= Christian Goller =

German painter

Christian Goller (18 January 1943 – 13 November 2017) was a German painter and trained art restorer who was under investigation by German authorities regarding a number of paintings attributed to Lucas Cranach the Elder. Goller participated in art restoration courses at the Stuttgart Art Academy. He also restored church altarpieces.

In 1974 a work by Goller was sold to the Cleveland Museum of Art for $1 million. It was purchased by the museum as a painting of St Catherine by Matthias Grünewald. The painting was on a panel that contained a crack, woodworm holes and evidence of repairs, all of which it appears had been added to give the painting an antique appearance. After an art historian questioned the painting's authenticity, the museum engaged conservator Hubert von Sonnenburg to examine it. His analysis of pigments from the painting showed the presence of processed chalk and the absence of silver traces in the lead paint, both indicating that the materials used were modern. Because the painting had passed through the hands of several intermediaries before being sold to the museum, Goller was not prosecuted. He claimed that he had sold the painting under his own name and that the attribution had been the work of one of the intermediate owners.

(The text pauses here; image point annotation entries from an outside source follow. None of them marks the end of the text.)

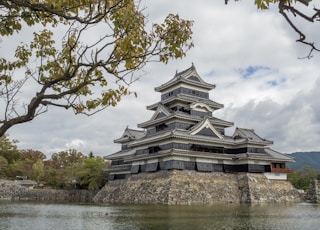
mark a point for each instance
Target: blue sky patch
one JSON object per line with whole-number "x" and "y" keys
{"x": 250, "y": 70}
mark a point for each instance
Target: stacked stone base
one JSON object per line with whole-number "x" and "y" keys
{"x": 191, "y": 187}
{"x": 313, "y": 194}
{"x": 12, "y": 191}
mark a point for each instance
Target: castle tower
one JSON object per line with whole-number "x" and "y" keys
{"x": 183, "y": 134}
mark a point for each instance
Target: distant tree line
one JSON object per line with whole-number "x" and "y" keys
{"x": 66, "y": 169}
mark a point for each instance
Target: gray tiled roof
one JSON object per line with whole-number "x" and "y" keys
{"x": 183, "y": 77}
{"x": 250, "y": 135}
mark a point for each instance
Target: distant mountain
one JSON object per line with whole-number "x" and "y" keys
{"x": 303, "y": 159}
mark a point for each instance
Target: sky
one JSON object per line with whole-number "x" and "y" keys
{"x": 252, "y": 57}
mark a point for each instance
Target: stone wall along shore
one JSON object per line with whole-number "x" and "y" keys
{"x": 191, "y": 187}
{"x": 12, "y": 191}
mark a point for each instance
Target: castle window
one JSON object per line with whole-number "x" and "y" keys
{"x": 161, "y": 127}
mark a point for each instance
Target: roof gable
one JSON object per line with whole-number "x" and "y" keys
{"x": 205, "y": 128}
{"x": 162, "y": 111}
{"x": 249, "y": 135}
{"x": 189, "y": 76}
{"x": 129, "y": 135}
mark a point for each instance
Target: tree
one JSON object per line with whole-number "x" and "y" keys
{"x": 91, "y": 176}
{"x": 292, "y": 10}
{"x": 8, "y": 149}
{"x": 3, "y": 167}
{"x": 38, "y": 170}
{"x": 71, "y": 68}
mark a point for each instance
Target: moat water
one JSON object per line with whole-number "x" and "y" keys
{"x": 42, "y": 216}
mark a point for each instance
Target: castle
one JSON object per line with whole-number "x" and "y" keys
{"x": 183, "y": 134}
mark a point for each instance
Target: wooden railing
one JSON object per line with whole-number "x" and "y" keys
{"x": 281, "y": 170}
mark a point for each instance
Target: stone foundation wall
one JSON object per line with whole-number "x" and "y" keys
{"x": 9, "y": 190}
{"x": 191, "y": 187}
{"x": 313, "y": 194}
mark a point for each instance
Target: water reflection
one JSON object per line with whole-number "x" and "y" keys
{"x": 63, "y": 216}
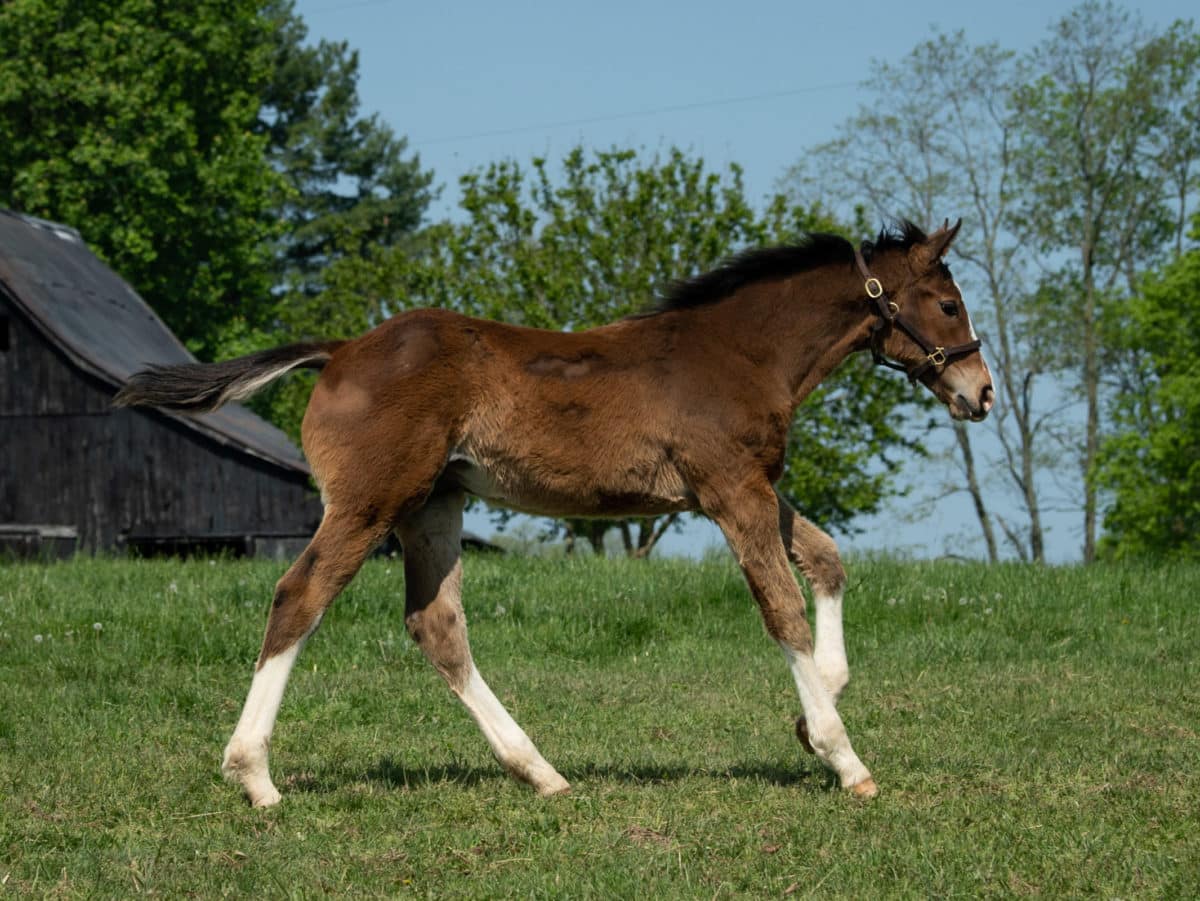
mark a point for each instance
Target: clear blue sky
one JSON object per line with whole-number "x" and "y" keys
{"x": 754, "y": 83}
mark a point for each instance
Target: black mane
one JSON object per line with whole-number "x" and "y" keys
{"x": 769, "y": 263}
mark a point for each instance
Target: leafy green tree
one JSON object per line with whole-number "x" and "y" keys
{"x": 1151, "y": 464}
{"x": 135, "y": 121}
{"x": 1105, "y": 143}
{"x": 348, "y": 175}
{"x": 593, "y": 239}
{"x": 1074, "y": 167}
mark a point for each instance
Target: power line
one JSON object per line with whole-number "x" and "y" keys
{"x": 637, "y": 114}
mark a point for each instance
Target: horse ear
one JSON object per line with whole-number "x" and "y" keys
{"x": 936, "y": 246}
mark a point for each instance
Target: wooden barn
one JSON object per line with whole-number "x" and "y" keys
{"x": 77, "y": 475}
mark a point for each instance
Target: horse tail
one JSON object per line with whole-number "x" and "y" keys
{"x": 199, "y": 388}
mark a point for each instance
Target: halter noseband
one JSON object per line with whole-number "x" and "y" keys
{"x": 888, "y": 313}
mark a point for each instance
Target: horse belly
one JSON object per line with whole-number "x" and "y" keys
{"x": 553, "y": 491}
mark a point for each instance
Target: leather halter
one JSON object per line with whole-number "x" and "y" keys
{"x": 888, "y": 313}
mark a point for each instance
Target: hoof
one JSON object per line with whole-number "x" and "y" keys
{"x": 268, "y": 799}
{"x": 802, "y": 732}
{"x": 865, "y": 790}
{"x": 553, "y": 787}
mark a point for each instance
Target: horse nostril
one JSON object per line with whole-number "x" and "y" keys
{"x": 987, "y": 398}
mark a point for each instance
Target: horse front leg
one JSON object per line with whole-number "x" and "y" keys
{"x": 816, "y": 556}
{"x": 749, "y": 517}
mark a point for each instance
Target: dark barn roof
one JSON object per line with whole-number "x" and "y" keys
{"x": 107, "y": 330}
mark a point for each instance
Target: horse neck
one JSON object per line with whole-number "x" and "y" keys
{"x": 802, "y": 328}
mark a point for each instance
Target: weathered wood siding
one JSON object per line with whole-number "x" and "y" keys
{"x": 66, "y": 458}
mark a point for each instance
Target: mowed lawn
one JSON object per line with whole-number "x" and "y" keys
{"x": 1033, "y": 732}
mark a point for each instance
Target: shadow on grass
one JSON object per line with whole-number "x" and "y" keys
{"x": 396, "y": 774}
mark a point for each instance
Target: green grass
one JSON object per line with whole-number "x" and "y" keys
{"x": 1033, "y": 731}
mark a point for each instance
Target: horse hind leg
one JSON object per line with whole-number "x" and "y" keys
{"x": 433, "y": 614}
{"x": 301, "y": 596}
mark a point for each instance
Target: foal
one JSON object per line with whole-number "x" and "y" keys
{"x": 685, "y": 408}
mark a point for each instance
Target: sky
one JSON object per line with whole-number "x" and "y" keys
{"x": 754, "y": 83}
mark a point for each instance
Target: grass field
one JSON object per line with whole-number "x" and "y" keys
{"x": 1033, "y": 732}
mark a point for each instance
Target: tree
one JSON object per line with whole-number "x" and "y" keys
{"x": 1098, "y": 152}
{"x": 1152, "y": 463}
{"x": 133, "y": 121}
{"x": 1074, "y": 166}
{"x": 945, "y": 149}
{"x": 595, "y": 239}
{"x": 348, "y": 175}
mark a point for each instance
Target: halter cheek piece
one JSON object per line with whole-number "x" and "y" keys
{"x": 888, "y": 313}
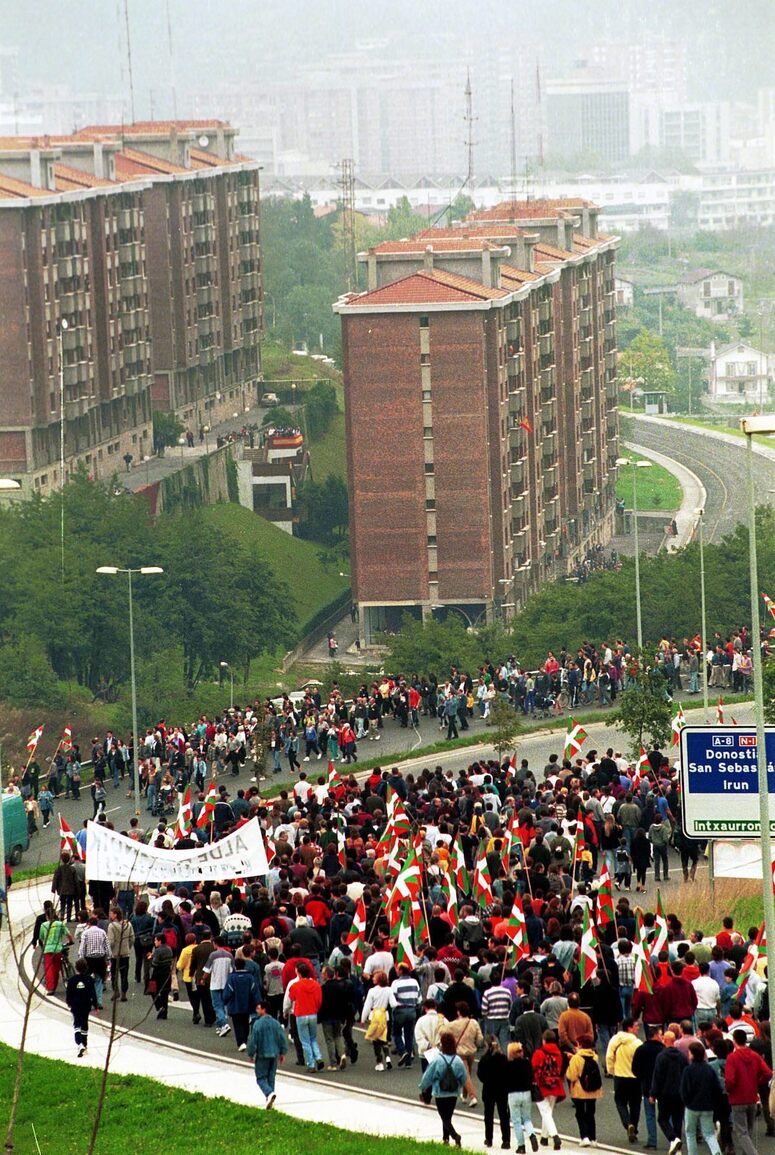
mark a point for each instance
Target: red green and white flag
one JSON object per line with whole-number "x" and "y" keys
{"x": 482, "y": 878}
{"x": 604, "y": 913}
{"x": 208, "y": 806}
{"x": 357, "y": 934}
{"x": 333, "y": 776}
{"x": 642, "y": 981}
{"x": 396, "y": 813}
{"x": 661, "y": 924}
{"x": 588, "y": 949}
{"x": 407, "y": 885}
{"x": 404, "y": 949}
{"x": 34, "y": 739}
{"x": 449, "y": 892}
{"x": 457, "y": 866}
{"x": 67, "y": 840}
{"x": 574, "y": 738}
{"x": 757, "y": 951}
{"x": 516, "y": 931}
{"x": 185, "y": 816}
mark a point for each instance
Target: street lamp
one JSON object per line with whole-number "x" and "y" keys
{"x": 636, "y": 466}
{"x": 224, "y": 665}
{"x": 135, "y": 751}
{"x": 700, "y": 526}
{"x": 751, "y": 426}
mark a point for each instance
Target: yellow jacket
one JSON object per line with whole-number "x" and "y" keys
{"x": 619, "y": 1055}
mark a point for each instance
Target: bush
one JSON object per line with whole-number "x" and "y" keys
{"x": 27, "y": 677}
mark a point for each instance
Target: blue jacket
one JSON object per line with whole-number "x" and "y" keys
{"x": 432, "y": 1077}
{"x": 267, "y": 1038}
{"x": 241, "y": 992}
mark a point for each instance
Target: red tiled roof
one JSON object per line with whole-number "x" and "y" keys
{"x": 132, "y": 163}
{"x": 462, "y": 243}
{"x": 12, "y": 187}
{"x": 429, "y": 288}
{"x": 68, "y": 179}
{"x": 518, "y": 210}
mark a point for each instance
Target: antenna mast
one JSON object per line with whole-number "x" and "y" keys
{"x": 469, "y": 132}
{"x": 348, "y": 185}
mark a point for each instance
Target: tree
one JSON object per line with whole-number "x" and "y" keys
{"x": 506, "y": 727}
{"x": 647, "y": 357}
{"x": 645, "y": 712}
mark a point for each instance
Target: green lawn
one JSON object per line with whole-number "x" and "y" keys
{"x": 657, "y": 489}
{"x": 140, "y": 1115}
{"x": 292, "y": 560}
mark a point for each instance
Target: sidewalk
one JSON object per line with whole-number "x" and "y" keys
{"x": 694, "y": 494}
{"x": 308, "y": 1098}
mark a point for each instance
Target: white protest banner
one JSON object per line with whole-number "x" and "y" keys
{"x": 112, "y": 857}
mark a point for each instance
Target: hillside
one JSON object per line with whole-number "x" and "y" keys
{"x": 297, "y": 563}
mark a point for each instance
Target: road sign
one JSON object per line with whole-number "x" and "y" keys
{"x": 720, "y": 781}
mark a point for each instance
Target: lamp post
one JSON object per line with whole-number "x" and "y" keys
{"x": 751, "y": 426}
{"x": 135, "y": 744}
{"x": 224, "y": 665}
{"x": 700, "y": 526}
{"x": 636, "y": 466}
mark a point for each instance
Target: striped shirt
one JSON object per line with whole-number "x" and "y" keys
{"x": 497, "y": 1003}
{"x": 404, "y": 992}
{"x": 94, "y": 944}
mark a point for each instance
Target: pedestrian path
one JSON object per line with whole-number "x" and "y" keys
{"x": 305, "y": 1097}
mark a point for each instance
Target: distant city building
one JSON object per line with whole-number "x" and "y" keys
{"x": 710, "y": 293}
{"x": 129, "y": 281}
{"x": 482, "y": 419}
{"x": 588, "y": 114}
{"x": 738, "y": 374}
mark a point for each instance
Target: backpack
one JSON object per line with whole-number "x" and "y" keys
{"x": 590, "y": 1079}
{"x": 448, "y": 1080}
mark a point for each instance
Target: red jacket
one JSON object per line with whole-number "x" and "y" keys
{"x": 548, "y": 1071}
{"x": 306, "y": 997}
{"x": 744, "y": 1073}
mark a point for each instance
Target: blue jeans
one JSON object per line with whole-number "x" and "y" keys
{"x": 499, "y": 1028}
{"x": 705, "y": 1119}
{"x": 649, "y": 1112}
{"x": 520, "y": 1104}
{"x": 216, "y": 996}
{"x": 403, "y": 1029}
{"x": 306, "y": 1025}
{"x": 266, "y": 1071}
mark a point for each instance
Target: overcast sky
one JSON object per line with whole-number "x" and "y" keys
{"x": 80, "y": 43}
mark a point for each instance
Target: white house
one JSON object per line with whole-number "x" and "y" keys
{"x": 712, "y": 293}
{"x": 625, "y": 292}
{"x": 739, "y": 374}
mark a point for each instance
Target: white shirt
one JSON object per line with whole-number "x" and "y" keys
{"x": 707, "y": 992}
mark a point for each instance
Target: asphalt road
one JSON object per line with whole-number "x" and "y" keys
{"x": 720, "y": 467}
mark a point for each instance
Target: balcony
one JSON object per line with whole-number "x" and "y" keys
{"x": 519, "y": 474}
{"x": 515, "y": 364}
{"x": 514, "y": 330}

Michael Hofbauer, a German art historian who specialises in the works of Cranach the Elder, has alleged that Goller produced up to 55 fake Cranachs. Hofbauer says that a portrait of the emperor Charles V, described and attributed by Christie's Amsterdam saleroom as "Circle of Lucas Cranach II (Wittenberg 1515-1586 Weimar) Portrait of Charles V oil on panel, transferred onto canvas laid down on panel 54.9 x 49.5 cm.", was in fact painted by Goller; the painting was withdrawn from the 25 November 2014 sale. Accompanying the painting was a copy of a certificate by Alfred Stange, a German art historian who had apparently examined the painting in the 1950s in Munich.

Hofbauer has stated that he attributes to Goller more than 60 paintings presently attributed to various artists, including Cranach, adding that the paintings have certain common features: they are painted on soft gauze or similar, on a base of gesso, which is then affixed to a wooden panel; the palette is limited to a few dull colours; and an analysis of the chemical composition of the pigments in these paintings, such as white lead, shows that the pigments used in the paintings are typical of those that would have been used in the 16th century. However, the hands of the figures are not characteristic of Cranach, and the craquelure evident in the paintings is not the result of aging but has been artificially produced. In addition, Hofbauer says he has in his possession correspondence from Dieter Koepplin of Basel, an expert in the paintings of the Cranachs, stating that Goller had produced forgeries though he did not know the specific paintings.

The District Court of Passau and the Baden-Württemberg State Office of Criminal Investigation began an investigation into Goller's activities.